Patients with persistent critical illness may account for up to half of all intensive care unit (ICU) bed-days. It is unknown if there is hospital variation in the development of persistent critical illness and if hospital performance affects the incidence of persistent critical illness.
This is a retrospective analysis of Veterans admitted to the Veterans Administration (VA) ICUs from 2015 to 2017. Hospital performance was defined by the risk- and reliability-adjusted 30-day mortality. Persistent critical illness was defined as an ICU length of stay of at least 11 days. We used 2-level multilevel logistic regression models to assess variation in risk- and reliability-adjusted probabilities in the development of persistent critical illness.

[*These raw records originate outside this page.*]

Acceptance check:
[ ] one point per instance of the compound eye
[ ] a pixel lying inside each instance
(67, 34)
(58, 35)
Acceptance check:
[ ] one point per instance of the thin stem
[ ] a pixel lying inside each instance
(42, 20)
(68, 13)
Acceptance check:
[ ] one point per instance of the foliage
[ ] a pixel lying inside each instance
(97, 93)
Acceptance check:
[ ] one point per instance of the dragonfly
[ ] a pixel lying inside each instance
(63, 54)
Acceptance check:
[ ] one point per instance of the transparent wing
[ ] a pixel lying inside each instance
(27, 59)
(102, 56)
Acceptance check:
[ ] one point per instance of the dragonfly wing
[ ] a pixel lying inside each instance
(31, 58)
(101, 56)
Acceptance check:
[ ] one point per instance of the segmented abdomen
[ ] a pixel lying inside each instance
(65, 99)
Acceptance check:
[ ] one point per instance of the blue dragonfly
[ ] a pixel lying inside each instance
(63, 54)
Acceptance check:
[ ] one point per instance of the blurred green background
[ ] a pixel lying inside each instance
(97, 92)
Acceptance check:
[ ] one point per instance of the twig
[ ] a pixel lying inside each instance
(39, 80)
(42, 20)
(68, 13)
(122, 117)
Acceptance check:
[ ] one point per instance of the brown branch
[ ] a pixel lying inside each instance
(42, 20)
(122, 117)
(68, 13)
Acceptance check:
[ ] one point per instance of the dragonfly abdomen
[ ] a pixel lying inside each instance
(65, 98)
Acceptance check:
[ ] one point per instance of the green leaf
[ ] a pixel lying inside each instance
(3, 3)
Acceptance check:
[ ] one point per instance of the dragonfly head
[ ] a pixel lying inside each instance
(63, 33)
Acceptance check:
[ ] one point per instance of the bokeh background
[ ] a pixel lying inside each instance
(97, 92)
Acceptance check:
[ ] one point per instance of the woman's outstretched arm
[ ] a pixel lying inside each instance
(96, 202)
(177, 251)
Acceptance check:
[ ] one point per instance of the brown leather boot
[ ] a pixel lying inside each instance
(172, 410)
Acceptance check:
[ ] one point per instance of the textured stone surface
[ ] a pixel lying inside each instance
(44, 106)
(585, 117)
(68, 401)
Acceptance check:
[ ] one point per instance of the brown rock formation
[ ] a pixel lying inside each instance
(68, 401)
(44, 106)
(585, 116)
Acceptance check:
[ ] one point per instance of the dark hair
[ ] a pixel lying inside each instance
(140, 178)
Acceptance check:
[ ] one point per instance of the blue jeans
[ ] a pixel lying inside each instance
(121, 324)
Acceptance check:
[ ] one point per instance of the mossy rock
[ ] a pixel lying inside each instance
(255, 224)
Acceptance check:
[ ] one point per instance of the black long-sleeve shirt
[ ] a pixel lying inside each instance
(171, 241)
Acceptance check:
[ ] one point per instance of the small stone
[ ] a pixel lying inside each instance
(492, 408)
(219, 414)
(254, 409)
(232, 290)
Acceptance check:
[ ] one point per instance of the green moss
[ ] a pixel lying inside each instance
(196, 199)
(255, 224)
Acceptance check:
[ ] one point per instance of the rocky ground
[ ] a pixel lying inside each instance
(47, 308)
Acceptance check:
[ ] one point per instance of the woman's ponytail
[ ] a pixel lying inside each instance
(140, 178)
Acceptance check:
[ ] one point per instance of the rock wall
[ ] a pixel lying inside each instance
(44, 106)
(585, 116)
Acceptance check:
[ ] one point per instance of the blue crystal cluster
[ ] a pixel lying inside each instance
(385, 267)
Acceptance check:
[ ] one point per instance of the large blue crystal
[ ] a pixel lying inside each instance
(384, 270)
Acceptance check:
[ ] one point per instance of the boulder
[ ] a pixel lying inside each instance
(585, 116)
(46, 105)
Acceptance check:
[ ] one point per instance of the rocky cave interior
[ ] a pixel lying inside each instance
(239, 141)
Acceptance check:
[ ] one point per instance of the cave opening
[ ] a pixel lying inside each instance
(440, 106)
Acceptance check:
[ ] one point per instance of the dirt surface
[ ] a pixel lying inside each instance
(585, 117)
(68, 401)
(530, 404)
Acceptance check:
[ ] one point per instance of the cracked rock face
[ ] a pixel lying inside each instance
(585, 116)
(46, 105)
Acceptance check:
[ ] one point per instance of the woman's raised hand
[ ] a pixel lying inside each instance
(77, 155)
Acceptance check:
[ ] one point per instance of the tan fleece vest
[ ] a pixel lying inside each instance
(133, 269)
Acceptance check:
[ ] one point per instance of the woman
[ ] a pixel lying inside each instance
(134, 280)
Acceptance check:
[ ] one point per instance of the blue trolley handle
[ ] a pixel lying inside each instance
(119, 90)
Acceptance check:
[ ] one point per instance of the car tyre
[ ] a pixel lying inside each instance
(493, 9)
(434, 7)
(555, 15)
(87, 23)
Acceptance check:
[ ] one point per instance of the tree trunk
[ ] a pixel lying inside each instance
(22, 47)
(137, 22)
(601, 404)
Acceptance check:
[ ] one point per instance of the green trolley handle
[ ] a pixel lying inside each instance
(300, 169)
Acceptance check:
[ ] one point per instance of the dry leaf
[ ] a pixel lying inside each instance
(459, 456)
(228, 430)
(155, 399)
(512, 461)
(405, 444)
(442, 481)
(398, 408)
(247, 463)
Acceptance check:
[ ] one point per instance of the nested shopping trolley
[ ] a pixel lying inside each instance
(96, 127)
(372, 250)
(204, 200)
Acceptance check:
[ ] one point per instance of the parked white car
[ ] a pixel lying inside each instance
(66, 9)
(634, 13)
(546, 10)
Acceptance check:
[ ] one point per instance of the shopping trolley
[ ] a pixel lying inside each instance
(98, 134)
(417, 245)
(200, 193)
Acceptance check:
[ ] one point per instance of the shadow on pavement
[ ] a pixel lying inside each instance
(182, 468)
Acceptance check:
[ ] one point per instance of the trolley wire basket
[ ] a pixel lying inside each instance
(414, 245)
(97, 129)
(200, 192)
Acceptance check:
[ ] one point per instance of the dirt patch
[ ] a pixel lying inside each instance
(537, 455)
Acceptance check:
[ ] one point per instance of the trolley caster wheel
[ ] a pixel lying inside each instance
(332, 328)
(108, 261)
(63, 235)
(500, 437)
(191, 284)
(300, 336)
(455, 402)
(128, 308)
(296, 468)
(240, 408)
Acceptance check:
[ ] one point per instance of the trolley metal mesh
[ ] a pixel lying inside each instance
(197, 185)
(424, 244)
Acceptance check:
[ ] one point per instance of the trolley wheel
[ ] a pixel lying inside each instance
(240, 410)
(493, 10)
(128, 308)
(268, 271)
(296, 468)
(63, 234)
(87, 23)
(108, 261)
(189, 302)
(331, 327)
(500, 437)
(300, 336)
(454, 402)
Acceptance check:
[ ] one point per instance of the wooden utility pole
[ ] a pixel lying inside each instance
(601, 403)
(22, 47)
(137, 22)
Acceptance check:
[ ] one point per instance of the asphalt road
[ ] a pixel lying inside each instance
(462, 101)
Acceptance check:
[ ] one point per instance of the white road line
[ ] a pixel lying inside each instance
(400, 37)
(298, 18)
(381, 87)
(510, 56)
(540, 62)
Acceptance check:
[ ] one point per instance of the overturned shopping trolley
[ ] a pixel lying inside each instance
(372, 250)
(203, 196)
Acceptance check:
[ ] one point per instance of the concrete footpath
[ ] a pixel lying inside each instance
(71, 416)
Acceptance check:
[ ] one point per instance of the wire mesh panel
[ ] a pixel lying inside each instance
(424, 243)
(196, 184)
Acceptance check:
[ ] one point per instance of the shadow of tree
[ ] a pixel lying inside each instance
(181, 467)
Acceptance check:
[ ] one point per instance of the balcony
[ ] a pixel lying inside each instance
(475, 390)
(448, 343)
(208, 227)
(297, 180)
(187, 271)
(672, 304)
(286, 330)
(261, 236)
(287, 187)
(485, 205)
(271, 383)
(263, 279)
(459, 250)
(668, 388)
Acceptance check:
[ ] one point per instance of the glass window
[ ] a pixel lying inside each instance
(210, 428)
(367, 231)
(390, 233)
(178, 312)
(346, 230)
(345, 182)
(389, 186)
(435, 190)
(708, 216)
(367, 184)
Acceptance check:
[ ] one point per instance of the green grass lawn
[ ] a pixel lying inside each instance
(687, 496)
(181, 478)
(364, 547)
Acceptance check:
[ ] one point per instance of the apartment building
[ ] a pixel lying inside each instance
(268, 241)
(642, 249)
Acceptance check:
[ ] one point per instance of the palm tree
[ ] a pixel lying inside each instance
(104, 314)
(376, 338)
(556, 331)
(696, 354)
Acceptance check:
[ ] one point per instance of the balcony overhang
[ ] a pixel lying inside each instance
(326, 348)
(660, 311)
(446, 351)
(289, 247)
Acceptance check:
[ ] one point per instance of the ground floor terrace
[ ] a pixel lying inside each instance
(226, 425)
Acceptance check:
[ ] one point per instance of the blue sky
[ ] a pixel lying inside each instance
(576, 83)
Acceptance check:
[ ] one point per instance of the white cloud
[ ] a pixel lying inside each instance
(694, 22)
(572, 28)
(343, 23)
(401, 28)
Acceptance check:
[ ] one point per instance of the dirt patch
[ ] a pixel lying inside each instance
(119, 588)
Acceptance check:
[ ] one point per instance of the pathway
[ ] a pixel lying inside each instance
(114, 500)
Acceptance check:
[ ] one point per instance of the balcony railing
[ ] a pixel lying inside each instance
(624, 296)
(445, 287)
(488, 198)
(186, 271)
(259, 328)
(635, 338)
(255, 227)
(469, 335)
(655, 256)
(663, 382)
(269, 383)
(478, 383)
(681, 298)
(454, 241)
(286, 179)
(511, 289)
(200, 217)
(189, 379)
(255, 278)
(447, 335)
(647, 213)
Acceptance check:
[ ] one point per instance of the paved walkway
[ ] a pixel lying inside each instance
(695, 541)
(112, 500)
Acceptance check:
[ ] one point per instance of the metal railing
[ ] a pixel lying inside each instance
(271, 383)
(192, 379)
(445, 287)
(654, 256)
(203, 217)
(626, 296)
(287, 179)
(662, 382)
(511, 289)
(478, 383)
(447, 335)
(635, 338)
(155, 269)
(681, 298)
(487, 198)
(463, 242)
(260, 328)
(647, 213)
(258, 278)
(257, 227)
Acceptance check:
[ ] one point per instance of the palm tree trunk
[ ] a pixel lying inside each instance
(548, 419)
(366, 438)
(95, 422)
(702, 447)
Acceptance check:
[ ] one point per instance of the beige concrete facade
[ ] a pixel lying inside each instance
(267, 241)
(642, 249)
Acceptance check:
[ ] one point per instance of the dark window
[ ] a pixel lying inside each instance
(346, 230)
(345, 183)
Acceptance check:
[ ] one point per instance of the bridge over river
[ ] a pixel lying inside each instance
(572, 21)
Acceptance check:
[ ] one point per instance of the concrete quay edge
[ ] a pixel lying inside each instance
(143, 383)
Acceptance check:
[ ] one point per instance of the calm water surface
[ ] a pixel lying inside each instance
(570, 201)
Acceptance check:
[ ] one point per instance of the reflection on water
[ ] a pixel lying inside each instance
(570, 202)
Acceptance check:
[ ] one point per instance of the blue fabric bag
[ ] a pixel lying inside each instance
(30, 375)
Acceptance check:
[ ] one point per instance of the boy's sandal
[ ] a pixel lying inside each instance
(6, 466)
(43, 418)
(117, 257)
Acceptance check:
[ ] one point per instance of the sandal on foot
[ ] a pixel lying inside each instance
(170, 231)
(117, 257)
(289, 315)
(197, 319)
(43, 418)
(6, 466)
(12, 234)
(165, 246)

In the analysis of 100 hospitals which encompassed 153,512 hospitalizations, 4.9% (N = 7640/153,512) developed persistent critical illness. There was variation in the development of persistent critical illness despite controlling for patient characteristics (intraclass correlation: 0.067, 95% CI 0.049–0.091). Hospitals with higher risk- and reliability-adjusted 30-day mortality had higher probabilities of developing persistent critical illness (predicted probability: 0.057, 95% CI 0.051–0.063, p < 0.01) compared to those with lower risk- and reliability-adjusted 30-day mortality (predicted probability: 0.046, 95% CI 0.041–0.051, p < 0.01). The median odds ratio was 1.4 (95% CI 1.33–1.49) implying that, for two patients with the same physiology on admission at two different VA hospitals, the patient admitted to the hospital with higher adjusted mortality would have 40% greater odds of developing persistent critical illness.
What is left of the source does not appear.